A few blocks away from the Impact meeting place, the 70-year-old Reverend Clayton Dunlop runs Saint Paul’s house, an aging brownstone that serves as a nighttime shelter for the homeless. Dunlop is tall and thin, and his ankles are swollen from walking up and down the five flights of stairs in his building. For 40 years, he has given himself to the needs of the homeless, and if his ankles are giving out, well, so is the rest of the building. He appears to have spent his years worrying more about feeding lunch every day to 300 needy people than about painting the foyer.

Last March Impact organized a work night at Saint Paul’s house. A homeless woman standing outside Saint Paul’s stood in marked contrast to the workers who arrived that night. Stunning young men and women, all casually but beautifully dressed, stepped out of cabs and walked toward the shelter. One young man was a successful contractor. Several actors and actresses had already arrived, as had a graphic designer and an architect.

Then they got down on their hands and knees and began to pull up an old, aqua carpet that smelled pungent and rained dust on them. Once the carpet was up, several workers began patching, repairing, and laying glue for new linoleum tiles. Others went upstairs and scrubbed bathrooms. One woman installed new toilet seats and shower curtains.

It was after midnight when the last worker left. The next morning, as Jeff and Laura went to their jobs with the other “beautiful people,” they thought of Dunlop, who was probably shuffling over the new flooring without even looking down. Many of the tired and hungry who used the shelter might not notice the results of the efforts of the night before.

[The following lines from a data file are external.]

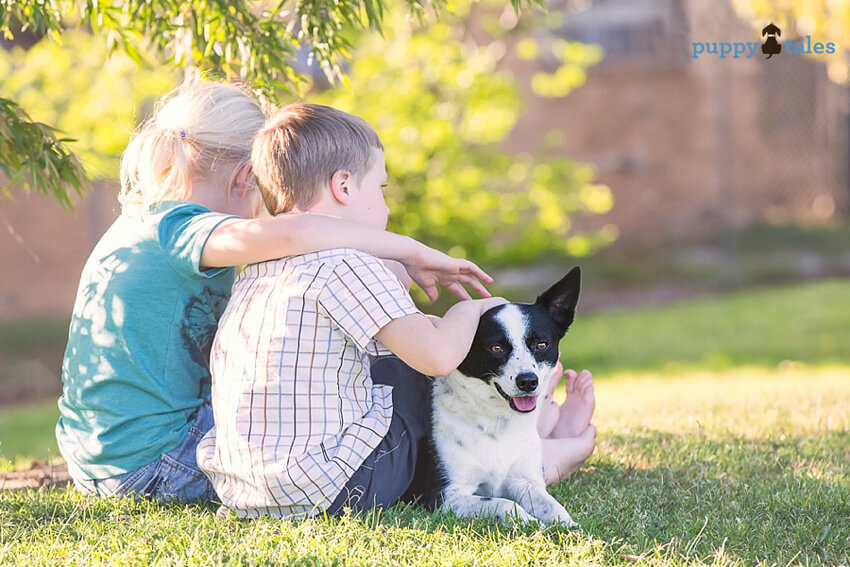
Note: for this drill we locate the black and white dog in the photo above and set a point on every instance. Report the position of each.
(487, 450)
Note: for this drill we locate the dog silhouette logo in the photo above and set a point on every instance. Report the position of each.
(771, 47)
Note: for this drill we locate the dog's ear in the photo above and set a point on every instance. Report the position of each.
(561, 299)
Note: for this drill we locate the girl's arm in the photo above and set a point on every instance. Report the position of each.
(235, 242)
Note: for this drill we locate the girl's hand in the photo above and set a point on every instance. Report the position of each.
(429, 268)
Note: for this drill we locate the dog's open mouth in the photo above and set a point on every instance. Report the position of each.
(522, 404)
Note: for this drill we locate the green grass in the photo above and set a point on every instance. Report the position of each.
(726, 456)
(26, 434)
(808, 323)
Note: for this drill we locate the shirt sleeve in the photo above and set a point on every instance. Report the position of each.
(183, 232)
(361, 296)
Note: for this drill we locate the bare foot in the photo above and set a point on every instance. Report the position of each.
(577, 411)
(563, 457)
(549, 411)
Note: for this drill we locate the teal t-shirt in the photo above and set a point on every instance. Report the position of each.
(136, 365)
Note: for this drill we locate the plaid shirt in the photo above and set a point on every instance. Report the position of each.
(296, 412)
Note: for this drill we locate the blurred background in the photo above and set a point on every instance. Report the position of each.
(706, 199)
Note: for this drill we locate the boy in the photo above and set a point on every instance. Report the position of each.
(303, 422)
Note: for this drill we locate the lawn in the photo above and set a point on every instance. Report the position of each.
(724, 438)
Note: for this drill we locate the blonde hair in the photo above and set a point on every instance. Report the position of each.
(300, 148)
(199, 124)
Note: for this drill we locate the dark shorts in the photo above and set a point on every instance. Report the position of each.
(397, 469)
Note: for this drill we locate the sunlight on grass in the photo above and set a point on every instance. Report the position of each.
(741, 461)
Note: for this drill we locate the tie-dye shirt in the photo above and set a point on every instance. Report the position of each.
(136, 365)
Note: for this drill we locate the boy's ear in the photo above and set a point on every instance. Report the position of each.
(341, 186)
(561, 299)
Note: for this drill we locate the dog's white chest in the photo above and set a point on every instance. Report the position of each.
(480, 448)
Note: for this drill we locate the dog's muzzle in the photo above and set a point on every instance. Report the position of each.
(522, 404)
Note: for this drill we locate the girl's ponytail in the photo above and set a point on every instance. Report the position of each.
(192, 130)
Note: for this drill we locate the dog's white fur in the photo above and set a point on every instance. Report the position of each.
(490, 454)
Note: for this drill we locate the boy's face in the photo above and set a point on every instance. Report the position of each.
(367, 203)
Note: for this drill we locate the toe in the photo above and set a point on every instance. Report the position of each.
(571, 376)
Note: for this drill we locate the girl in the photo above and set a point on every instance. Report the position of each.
(135, 375)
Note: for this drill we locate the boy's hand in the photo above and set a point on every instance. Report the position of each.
(429, 268)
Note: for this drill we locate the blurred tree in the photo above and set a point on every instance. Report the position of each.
(255, 41)
(824, 20)
(442, 107)
(77, 88)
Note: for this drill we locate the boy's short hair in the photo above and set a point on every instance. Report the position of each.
(301, 146)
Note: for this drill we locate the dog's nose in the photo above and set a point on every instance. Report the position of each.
(527, 381)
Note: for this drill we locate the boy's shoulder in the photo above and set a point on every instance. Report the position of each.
(329, 260)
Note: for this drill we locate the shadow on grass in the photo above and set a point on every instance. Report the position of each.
(649, 497)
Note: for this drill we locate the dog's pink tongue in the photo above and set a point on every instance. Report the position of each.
(525, 403)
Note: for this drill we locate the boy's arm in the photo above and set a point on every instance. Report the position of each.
(398, 269)
(436, 346)
(235, 242)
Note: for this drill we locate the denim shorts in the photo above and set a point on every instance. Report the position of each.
(173, 477)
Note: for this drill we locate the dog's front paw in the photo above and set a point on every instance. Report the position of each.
(564, 519)
(553, 513)
(518, 515)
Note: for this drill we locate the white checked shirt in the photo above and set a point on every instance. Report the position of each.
(296, 412)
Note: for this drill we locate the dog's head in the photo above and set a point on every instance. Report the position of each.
(515, 348)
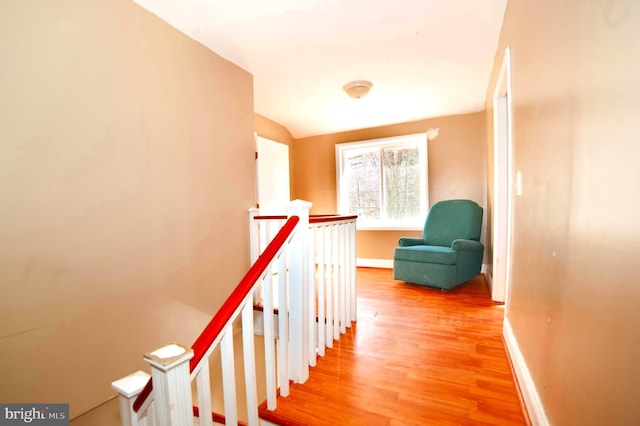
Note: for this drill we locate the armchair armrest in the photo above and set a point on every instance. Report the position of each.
(408, 241)
(467, 245)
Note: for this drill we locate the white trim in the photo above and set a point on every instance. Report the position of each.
(420, 140)
(526, 384)
(502, 215)
(374, 263)
(488, 273)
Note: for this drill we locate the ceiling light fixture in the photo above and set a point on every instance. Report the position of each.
(357, 89)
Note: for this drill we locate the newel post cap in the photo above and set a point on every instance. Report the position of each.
(168, 357)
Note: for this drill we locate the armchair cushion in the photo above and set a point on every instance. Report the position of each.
(450, 251)
(408, 241)
(430, 254)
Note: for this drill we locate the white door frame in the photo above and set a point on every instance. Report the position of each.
(502, 182)
(272, 174)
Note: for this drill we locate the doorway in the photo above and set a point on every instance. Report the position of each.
(272, 163)
(502, 182)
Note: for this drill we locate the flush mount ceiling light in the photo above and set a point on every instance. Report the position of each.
(357, 89)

But for others, the work would be a sign of Christ’s love in action. “God is calling his people to go out and be Christ to people,” Laura says. “The world isn’t necessarily open to preaching, so we need to be lights by helping people. Our neighbors will come out and watch. Our peers will watch. The poor will watch. And they will all say, ‘These people are doing something.’ ”

“God doesn’t want everyone to be a preacher or a missionary overseas,” adds Jeff. “He wants each of us to be a missionary wherever he puts us.”

“We’re trying to reach people who wouldn’t be open to going to church,” Laura concludes. “We have been blessed with what the world considers important—looks, a career, money. But we know those things don’t satisfy. We want to share what is really important and encourage people, whatever their problems are, by saying, ‘Why not open a Bible and see what it has for you?’ ”

By Angela Elwell Hunt, author of The Tale of Three Trees, who lives in Largo, Florida.